Update – March 1, 2021 Google has responded to the report.

UPDATE: We reached out to Google and a spokesperson directed us to a statement made to GamesRadar+, in which Google has denied elements of VGC’s report, saying that the VGC story’s assertions regarding cancelled Kojima and Yu Suzuki “projects” aren’t true, and adding that it “[doesn’t] have anything, nor have announced anything, with Kojima or Yu Suzuki”.

Additionally, VGC says that it asked Google “specifically about the Kojima games pitch”, and was told by a representative the following: “We talk to partners all the time in situations that don’t result in a project or even a proposal. This is very common.
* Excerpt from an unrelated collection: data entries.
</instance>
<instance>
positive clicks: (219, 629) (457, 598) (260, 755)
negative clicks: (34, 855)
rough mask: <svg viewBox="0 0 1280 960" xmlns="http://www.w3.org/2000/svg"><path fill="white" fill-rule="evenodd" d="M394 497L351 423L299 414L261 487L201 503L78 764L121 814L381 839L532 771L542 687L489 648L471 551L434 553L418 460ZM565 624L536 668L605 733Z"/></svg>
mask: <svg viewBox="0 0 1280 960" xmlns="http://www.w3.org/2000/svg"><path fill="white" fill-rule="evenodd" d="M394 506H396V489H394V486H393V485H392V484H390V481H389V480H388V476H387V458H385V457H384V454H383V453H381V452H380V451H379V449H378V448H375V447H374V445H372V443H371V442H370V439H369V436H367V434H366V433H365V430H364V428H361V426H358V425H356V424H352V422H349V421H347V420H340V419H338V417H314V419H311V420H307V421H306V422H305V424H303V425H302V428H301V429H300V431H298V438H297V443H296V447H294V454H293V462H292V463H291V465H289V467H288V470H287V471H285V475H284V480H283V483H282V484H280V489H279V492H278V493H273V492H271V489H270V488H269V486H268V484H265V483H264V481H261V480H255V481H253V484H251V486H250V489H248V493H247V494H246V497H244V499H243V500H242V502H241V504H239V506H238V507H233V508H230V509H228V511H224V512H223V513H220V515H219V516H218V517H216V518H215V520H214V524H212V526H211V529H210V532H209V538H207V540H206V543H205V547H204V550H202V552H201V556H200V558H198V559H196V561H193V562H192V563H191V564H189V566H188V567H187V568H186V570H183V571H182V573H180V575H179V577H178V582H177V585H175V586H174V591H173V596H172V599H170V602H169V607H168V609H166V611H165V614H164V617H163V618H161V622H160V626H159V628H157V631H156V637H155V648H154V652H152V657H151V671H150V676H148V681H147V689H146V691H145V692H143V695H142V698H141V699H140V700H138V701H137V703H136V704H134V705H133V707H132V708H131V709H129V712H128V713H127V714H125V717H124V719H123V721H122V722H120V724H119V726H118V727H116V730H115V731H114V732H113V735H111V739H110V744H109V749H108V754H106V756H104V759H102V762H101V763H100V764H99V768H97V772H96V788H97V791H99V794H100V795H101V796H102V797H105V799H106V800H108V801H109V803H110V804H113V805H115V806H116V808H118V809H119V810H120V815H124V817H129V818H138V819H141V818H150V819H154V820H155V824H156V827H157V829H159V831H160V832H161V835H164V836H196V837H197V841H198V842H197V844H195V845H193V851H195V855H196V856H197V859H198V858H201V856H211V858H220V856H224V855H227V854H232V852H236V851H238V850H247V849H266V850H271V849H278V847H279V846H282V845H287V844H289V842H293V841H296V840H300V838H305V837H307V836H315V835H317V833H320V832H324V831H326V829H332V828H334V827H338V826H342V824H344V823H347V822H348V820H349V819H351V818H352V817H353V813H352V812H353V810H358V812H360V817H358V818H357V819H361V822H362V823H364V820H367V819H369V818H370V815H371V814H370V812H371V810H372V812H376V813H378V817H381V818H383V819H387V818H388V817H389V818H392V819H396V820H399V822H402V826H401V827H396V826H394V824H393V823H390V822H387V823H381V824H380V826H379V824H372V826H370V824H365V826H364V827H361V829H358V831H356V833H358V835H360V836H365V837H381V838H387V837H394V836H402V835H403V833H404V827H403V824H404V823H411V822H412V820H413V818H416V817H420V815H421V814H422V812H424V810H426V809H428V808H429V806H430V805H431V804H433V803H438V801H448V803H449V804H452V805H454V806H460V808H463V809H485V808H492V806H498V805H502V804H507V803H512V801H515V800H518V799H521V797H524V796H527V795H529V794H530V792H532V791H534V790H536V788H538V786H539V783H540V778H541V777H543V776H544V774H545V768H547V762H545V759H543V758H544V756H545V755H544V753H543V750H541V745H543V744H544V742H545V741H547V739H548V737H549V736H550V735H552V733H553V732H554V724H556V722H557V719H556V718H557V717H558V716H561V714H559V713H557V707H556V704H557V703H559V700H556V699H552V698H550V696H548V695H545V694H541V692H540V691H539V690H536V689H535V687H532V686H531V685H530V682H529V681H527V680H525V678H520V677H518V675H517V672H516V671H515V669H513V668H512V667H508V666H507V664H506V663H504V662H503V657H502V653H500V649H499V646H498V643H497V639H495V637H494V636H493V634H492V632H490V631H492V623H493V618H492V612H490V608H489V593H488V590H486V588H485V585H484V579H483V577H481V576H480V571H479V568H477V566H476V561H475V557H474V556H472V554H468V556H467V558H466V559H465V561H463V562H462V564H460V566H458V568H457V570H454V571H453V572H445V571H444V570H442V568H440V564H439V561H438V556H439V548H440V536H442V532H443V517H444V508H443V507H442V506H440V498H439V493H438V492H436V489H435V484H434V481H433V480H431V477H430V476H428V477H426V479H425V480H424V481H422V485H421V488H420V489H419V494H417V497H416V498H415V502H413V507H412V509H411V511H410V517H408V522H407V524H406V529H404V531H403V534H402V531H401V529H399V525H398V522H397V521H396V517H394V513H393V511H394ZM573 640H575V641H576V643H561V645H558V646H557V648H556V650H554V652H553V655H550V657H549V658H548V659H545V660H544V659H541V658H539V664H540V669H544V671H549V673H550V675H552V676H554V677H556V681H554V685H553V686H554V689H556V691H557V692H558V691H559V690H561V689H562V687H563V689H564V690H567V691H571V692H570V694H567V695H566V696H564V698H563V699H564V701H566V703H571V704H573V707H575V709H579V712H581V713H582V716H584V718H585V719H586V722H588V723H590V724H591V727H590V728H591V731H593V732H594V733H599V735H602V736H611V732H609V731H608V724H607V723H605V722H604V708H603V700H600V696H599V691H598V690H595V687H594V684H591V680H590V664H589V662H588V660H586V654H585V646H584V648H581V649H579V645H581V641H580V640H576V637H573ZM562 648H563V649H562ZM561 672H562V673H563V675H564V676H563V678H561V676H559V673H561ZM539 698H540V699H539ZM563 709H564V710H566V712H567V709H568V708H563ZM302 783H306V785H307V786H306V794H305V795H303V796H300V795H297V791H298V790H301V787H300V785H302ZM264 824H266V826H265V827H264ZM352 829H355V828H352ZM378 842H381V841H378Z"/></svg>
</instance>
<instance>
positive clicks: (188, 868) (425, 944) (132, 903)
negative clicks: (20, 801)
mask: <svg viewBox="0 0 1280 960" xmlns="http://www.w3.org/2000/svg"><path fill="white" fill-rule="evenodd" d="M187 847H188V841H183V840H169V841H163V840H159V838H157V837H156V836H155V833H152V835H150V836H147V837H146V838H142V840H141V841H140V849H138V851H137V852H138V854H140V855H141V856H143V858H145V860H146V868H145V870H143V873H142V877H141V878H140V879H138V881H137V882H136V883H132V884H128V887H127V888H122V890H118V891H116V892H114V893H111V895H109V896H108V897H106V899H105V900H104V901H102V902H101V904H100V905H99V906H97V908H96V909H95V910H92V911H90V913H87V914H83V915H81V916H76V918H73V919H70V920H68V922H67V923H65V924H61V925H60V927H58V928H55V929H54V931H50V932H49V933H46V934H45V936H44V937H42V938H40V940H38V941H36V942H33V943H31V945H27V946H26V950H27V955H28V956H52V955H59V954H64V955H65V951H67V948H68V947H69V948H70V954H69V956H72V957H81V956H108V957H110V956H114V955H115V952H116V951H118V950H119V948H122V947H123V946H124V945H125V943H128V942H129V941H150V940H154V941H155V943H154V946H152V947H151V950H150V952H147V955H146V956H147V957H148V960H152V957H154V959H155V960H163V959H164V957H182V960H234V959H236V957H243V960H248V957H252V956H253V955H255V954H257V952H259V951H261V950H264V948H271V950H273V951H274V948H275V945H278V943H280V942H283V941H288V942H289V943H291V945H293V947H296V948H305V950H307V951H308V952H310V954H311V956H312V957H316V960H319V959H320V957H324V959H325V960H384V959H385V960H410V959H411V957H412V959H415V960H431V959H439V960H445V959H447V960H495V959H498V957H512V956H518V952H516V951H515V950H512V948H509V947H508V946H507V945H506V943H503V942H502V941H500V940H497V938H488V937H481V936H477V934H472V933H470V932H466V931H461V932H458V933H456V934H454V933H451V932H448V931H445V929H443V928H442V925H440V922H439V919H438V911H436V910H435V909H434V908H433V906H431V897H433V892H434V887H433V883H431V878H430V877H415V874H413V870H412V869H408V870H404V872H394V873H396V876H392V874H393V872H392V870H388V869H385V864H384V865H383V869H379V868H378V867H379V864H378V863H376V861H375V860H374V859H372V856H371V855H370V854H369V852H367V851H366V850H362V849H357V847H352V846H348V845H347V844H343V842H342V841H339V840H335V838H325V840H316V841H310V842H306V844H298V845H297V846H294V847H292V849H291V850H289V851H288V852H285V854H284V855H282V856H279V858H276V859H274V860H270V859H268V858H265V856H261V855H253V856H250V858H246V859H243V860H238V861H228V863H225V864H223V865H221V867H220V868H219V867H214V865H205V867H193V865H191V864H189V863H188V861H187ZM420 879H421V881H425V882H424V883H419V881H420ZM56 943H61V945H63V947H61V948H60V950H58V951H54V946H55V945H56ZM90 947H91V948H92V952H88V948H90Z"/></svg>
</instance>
Speculating that two parties that speak regularly in this industry leads to proposals or otherwise, is inaccurate.” Original story follows.

Google announced it was ending in-house game development for Stadia at the start of February, and a number of the cancelled games and projects within the company have been revealed, according to a new report.

According to VGC, Google shut down a variety of releases, ranging from new games already in development, to deals with some of the biggest names in the games industry. In the report, it’s stated that Hideo Kojima, of Metal Gear Solid and Death Stranding fame, was in talks for an episodic horror game that would’ve been a Stadia exclusive, before Google decided not to proceed. Yu Suzuki was another creator in discussions for something published on Stadia, the report says.

Two games believed to have been in active development at the time of Google’s announcement were a sequel to Journey to the Savage Planet, from developer Typhoon, and Frontier, a multiplayer game led by former Splinter Cell producer Francois Pelland. Both teams found out about their cancellation at the same time as the news was being made public, the report states.

A music game by Harmonix was in the works for Stadia, and in a statement, the studio says everything is still going ahead as planned, and new platforms will be considered if Google’s cloud gaming service is somehow nonviable. “While Google has shifted its strategy, we remain incredibly excited about what we’ve been working on for Stadia,” Steve Janiak, Harmonix CEO, said, “and if the project isn’t released for Stadia we will take it to other platforms.”

We’ve contacted Kojima Productions, and Google, for comment. Another report from Bloomberg says Google was spending big money on netting major games for Stadia, shelling out tens of millions for the likes of Red Dead Redemption 2.